Forty-four candidates registered for the Afghanistan's presidential election, with the Independent Election Commmission of Afghanistan (IEC) announcing its official preliminary list of registered candidates on May 17, 2009. Three candidates withdrew from the race before the election took place, having thrown their support behind one of the top two contenders.

Security concerns prevented Afghan's presidential candidates from campaigning in most of the provinces, and candidates running for provincial councils were under constant threat wherever they went. 12 out of Afghanistan's 34 provinces remained classified as "high risk" by the Afghan Ministry of Interior casting into doubt the ability of over one-third of the country to participate in the elections.

It showed how rush the conflict-atmosphere during election. But, in my perspective, Afghan peoples somehow able to managed conflict in order to prevent harsh effects in the election. In the other words, conflict only happened in the surface of the local politic environment. No records about cheating or manipulating election result. If there was, maybe its not really significant.

While in Indonesia, a-so called-democratic election ruined by catasthropic vote-manipulating. There was no bloody conflict during legislative and presidential election around the islands. It means, the surface was clean, but in the inside there was a dirty agenda which Indonesian election observers couldn't reach. The main actors also remain untouchable.

Indonesia's Constitutional Court mentioned that General Elections Commissions seems unprofessional in doing their tasks. As a matter of fact, the Court ordered the Commission to held vote-recount in several districts as a result of miscounting and lack of documents that contain vote recapitulation summaries.

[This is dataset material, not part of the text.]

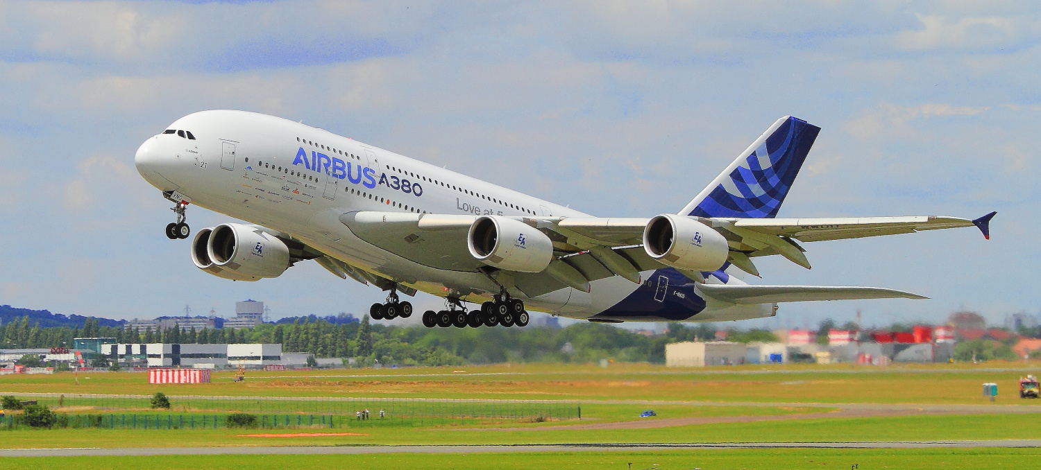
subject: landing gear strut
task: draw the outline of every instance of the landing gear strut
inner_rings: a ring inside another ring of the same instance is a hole
[[[163,194],[167,197],[168,200],[173,201],[176,204],[176,206],[172,207],[170,210],[174,211],[174,213],[177,214],[177,221],[167,225],[167,238],[170,238],[171,240],[176,240],[178,238],[181,239],[187,238],[188,235],[192,234],[192,228],[189,228],[188,225],[184,223],[184,219],[187,218],[184,215],[184,212],[188,208],[188,203],[180,201],[174,198],[172,194],[166,194],[166,193]]]
[[[400,302],[398,298],[398,285],[390,287],[390,294],[387,295],[383,304],[373,304],[369,308],[369,316],[374,320],[391,320],[397,317],[408,318],[412,316],[412,304]]]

Constitutional Court ex-judge, Jimly Ashiddieqy, told me on a private conversation, 2009 election is the worst election in Indonesia's history. Even the first election in 1955 is more better than now. But, Jimly still optimist that 2009 election is the last election of the transition era. And the next elections will be far better.

Well, let me simplify, Indonesia need to learn how to be honest in run an election. Politicians must consider the election as a fair game. Election not only about the result, but also the process in it. Afghan peoples have tried the best even when they can't. So why haven't we?